The patient's TKI is switched to ponatinib, and he achieves a complete molecular remission at the EOC evaluation with negative MRD by MFC and NGS. He does not proceed to HSCT in CR1, and the patient remains in an ongoing remission during maintenance therapy with serial monitoring by BCR-ABL PCR.

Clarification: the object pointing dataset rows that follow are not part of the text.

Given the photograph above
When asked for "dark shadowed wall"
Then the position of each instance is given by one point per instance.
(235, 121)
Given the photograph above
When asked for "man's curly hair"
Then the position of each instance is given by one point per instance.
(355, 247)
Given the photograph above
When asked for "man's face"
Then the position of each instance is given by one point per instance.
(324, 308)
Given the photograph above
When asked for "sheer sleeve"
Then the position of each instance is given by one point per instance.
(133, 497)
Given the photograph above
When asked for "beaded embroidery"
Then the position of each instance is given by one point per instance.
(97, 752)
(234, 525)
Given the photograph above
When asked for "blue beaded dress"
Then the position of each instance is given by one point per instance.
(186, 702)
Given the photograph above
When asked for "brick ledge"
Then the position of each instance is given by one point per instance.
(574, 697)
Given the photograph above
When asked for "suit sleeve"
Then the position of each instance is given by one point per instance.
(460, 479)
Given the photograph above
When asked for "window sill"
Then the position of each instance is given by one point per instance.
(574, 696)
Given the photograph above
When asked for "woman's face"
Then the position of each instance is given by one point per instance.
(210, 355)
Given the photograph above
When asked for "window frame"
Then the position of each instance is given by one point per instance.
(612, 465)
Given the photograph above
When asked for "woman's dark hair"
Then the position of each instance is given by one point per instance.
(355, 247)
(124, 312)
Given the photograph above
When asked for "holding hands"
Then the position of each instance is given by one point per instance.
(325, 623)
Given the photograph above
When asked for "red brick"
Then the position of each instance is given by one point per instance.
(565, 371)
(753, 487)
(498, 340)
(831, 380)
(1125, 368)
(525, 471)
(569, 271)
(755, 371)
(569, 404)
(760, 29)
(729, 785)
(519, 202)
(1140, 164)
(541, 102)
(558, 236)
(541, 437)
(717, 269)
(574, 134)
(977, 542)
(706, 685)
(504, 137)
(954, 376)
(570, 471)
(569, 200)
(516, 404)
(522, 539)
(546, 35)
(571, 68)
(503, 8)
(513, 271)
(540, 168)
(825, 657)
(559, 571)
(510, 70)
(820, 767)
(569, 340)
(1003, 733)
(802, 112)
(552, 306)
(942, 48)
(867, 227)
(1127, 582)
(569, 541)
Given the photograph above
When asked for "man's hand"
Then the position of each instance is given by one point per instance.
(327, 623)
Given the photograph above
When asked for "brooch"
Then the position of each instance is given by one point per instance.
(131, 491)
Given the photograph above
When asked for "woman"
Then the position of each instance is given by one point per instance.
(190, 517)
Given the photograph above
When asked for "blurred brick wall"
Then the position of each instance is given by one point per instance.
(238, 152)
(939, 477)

Significant advances in the up-front treatment of AYA B-ALL have occurred with the adoption of pediatric-inspired regimens as a standard of care. Hope remains to further close the survival gap with the incorporation of immunotherapy and targeted agents in the up-front setting. Time will tell if the current, ongoing up-front trials in combination with more sensitive MRD testing can further improve OS/EFS, avoid the need for HSCT in CR1 for the majority of AYA patients, and lead to decreased treatment-associated toxicity through further dose reductions of chemotherapy.

Despite this optimism with improved treatment approaches, AYA B-ALL patients remain affected by significant financial and treatment-related toxicities that may lead to excessive long-term mortality and the negation of improvement in 5-year OS.54-57  Outcomes also remain disproportionately worse for minority patients,11  and substantial barriers remain for AYA clinical trial enrollment.58  In addition to improved up-front treatment regimens, attention must remain on the unique needs of this patient population, which often remain underrecognized or overlooked.59 

John C. Molina: no competing financial interests to declare.

Seth Rotz: no competing financial interests to declare.

John C. Molina: The off-label use of blinatumomab, inotuzumab ozogamicin, tisagenlecleucel, ponatinib, ruxolitinib, dasatinib is discussed.

Seth Rotz: The off-label use of blinatumomab, inotuzumab ozogamicin, tisagenlecleucel, ponatinib, ruxolitinib, dasatinib is discussed.